In 1974, Jim Cairns, my former teacher at the University of Melbourne who at the time was Treasurer in the Whitlam ALP government, asked me to be Governor of Australia's central bank (the Reserve Bank of Australia). I replied: ‘You know me, Jim, I'm a real man not a money man, so thanks but no thanks.’
So in my lectures I usually mentioned money and finance only in passing. Hence this is a short chapter; it concentrates on whether the money supply may or should be regarded as exogenous or endogenous.

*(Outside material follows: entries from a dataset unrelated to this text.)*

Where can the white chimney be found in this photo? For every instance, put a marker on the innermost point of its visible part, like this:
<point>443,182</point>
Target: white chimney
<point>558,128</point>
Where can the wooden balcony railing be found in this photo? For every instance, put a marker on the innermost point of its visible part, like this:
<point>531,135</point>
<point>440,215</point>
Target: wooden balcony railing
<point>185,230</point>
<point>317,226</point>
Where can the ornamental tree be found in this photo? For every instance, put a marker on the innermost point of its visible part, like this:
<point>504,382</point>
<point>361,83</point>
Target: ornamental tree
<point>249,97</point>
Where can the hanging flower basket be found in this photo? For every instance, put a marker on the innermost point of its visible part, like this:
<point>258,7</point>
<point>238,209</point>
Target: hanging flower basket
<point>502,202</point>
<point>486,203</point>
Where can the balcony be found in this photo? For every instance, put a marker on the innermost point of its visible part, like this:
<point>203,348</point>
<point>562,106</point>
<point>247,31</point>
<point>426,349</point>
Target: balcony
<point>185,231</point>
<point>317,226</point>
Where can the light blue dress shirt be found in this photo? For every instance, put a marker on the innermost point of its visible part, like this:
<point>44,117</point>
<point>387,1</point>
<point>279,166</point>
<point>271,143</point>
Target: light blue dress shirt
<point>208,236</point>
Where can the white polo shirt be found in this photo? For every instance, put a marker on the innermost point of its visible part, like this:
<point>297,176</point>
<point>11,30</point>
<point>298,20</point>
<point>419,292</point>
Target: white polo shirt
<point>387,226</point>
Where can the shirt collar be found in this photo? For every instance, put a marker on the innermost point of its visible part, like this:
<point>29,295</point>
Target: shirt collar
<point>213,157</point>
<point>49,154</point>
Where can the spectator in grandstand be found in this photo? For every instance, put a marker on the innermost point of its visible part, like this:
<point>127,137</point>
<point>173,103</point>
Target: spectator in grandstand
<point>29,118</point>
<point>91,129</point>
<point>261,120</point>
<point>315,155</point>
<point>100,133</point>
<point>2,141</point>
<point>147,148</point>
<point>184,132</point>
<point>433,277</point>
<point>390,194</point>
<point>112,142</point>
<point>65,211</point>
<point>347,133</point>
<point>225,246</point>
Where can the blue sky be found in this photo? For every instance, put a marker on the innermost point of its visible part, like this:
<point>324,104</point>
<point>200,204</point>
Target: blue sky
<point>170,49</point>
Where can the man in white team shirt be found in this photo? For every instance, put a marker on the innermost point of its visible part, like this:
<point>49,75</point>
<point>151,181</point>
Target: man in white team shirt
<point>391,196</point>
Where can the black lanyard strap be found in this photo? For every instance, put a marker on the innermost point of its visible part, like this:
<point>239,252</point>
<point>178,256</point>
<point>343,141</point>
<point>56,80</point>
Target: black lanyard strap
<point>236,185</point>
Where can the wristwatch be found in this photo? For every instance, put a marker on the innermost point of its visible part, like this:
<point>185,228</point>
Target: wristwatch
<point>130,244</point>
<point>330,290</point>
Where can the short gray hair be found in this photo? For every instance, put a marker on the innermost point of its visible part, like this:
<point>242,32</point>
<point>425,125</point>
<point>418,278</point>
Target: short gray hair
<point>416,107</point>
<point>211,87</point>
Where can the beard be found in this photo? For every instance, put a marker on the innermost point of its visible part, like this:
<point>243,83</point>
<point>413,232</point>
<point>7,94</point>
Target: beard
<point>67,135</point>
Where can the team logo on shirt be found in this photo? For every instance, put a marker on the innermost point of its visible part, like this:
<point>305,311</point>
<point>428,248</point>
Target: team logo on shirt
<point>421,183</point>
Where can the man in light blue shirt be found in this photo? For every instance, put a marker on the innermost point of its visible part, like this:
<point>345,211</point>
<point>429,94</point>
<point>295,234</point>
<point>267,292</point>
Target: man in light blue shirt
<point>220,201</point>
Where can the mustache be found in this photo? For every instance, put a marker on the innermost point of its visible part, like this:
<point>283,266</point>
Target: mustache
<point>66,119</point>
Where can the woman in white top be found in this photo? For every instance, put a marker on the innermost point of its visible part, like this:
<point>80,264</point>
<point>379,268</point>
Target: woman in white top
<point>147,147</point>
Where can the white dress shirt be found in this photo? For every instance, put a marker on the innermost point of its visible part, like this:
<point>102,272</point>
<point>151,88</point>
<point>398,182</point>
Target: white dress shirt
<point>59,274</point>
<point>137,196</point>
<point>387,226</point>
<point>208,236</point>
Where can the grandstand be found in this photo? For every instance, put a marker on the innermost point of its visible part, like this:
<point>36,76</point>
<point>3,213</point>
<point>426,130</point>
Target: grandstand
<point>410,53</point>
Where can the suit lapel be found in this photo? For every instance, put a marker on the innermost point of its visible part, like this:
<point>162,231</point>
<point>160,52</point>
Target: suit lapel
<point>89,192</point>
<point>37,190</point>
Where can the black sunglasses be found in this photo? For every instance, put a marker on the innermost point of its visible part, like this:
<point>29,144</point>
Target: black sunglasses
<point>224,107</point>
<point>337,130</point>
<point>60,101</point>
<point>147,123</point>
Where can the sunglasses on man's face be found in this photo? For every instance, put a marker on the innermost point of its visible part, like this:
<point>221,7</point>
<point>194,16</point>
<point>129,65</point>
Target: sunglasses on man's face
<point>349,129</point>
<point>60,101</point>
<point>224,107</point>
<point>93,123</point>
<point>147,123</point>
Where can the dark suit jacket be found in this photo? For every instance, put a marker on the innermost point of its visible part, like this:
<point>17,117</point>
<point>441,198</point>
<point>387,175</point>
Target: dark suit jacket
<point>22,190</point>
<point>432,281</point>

My own view is that it is mainly, but certainly not completely, endogenous. I take as my authority Keynes himself, who for virtually all of his professional life was overwhelmingly an endogenous money person. As a follower of Marshall, he understood the role of mutual determination; but also, as Luigi Pasinetti has pointed out (see Pasinetti 1974, 44), Keynes also argued most strongly (and led by example):
that it is one of the tasks of the economic theorist … to specify which variables are sufficiently interdependent as to be best represented by simultaneous relations, and which variables exhibit such an overwhelming dependence in one direction (and such a small dependence in the opposite direction) as to be best represented by one–way–direction relations.
Immediately, the apparent exception of The General Theory surely comes to mind. Sheila Dow (1997) has provided a convincing explanation of why this is not so.